Вспомнив о десяти франках – вчерашний дар «на бедность», я зашел в наше бистро купить папирос. Я с утра не курил и, закурив «bleue»235, самое крепкое, вдруг очнулся, и спросил у бюролистки, как зовут их собаку:

– Три года по утрам встречаю вашу собаку.

– А вам на что?

Я смутился.

– Так, – сказал я, – всякий день ее вижу.

– Зозо, – неохотно ответила бюролистка, – только она за чужими не идет.

И я понял, почему неохотно: и какое надо мне еще свидетельство о бедности? – ясно, она подумала, взглянув на меня, что я хочу подманить Зозо.

5. Куаффер

Мне очень жалко бывает детей, так жалко, что и сказать не могу. В этой моей жалости есть общее с моим чувством к животным: дети, как и животные, сказать не могут.

Из всех детей последней моей встречи мне жалко Альфреда. И не могу я его забыть.

Альфред младший из всех, ему десять лет. Есть и еще моложе – Бебер, но Бебер сам себя называет Картуш, и часами бегает с двумя разбойничьими револьверами и всех «пугает»: один револьвер его, а другой его сестры Синет, которой некогда играть в разбойники. Мать у них умерла, и только бабушка, – и вот Синет за хозяйку. Она ровесница Альфреду, а совсем, как маленькая фам, – с приемами фам-де-менаж, и когда я попросил ее что-нибудь спеть, она сначала жеманничала, потом согласилась и с час пела без всякого слуха с их носовой оттяжкой, так что я не знал, как ее и остановить, и все одно и то же, представляя зверей и птиц. Есть и еще моложе Бебсра, – брат Альфреда Ренэ, я его принял за девочку, говорит кончиком языка: «бонжул»… Но другие-то все – те, что составляют «Рожерскую Академию», – все сверстники и старше Альфреда: двенадцать лет.
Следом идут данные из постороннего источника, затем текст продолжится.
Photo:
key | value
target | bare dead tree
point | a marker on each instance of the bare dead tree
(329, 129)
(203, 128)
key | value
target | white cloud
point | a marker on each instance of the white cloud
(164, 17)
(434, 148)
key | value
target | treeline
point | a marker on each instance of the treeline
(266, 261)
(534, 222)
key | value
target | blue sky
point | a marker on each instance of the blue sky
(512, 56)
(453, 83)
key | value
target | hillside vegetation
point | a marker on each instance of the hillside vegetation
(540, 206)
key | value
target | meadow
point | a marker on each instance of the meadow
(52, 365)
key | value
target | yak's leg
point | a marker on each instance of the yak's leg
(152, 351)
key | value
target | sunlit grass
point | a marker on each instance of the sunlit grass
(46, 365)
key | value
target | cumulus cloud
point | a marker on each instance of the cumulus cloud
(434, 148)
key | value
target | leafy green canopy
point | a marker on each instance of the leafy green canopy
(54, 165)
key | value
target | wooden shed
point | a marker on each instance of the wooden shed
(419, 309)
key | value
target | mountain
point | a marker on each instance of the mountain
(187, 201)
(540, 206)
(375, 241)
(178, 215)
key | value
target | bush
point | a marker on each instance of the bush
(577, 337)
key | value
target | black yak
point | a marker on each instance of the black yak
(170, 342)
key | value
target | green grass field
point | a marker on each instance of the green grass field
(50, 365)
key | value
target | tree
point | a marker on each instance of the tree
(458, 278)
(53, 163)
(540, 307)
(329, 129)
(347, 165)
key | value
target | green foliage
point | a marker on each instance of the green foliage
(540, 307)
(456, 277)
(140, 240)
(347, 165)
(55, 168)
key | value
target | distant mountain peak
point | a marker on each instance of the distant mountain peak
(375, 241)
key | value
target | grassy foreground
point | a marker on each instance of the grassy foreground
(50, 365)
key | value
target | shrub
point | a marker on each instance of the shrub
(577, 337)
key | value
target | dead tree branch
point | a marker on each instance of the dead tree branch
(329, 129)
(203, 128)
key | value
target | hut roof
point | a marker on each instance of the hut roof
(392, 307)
«Академией» назвали, конечно, большие: L’Acad'emie de la Rog`ere – «Рожер» – деревня. А назвали так за грамматические неправильности и коверканье слов.

Большие часто говорят о политике: из русских имен повторяется Сталин, с ударением на «лин». И вот получилось: «президент Советов Нафталин». А из диктовки – очень понравилось о Полифеме: «одноглазый монстр!» – и Улис превратился в Утис: «предводитель греков Утис», «cependant Utysse, cherchait le moyen de se tirer de l’antre…»236. Никто не видал арбуз, но слышали и говорят «пастек»; «шеф дынь – «паскет». Вместо «волоса», – les crignasses237. Вместо «il a plu»238 – «il pleuva»239. И всевозможные «мо де Селин». Никто из больших не читал Селина, знают по имени из газет. И не от Селина240 идут у детей всякие «флофля» и «шиши», а из общего источника народной речи.

На каникулах не все время устраивается «тур де Франс», а каждый что-нибудь делает. Один на пляже продает газеты, другой рассыльный мясной; кто на рыбной ловле – за палюрдами и мулями; есть и гарсон – этого я не видел.

Единственный, пожалуй, Морис бьет баклуши, и все-таки и ему находится занятие: он вроде «грума» и за молоком. Только он не очень-то исполняет свою должность: у него один неизменный ответ: – «tout `a l’heure»; а кто не знает продолжительности этого «сейчас».

Все «госы» курят – вся рожерская Академия. Морис мне сказал, что уж три года, как курят, – весь класс; ну, не по-настоящему, а только дым пускают. Все они себе и профессии выбрали: кто кем будет. И не столько сами они, сколько внушено им.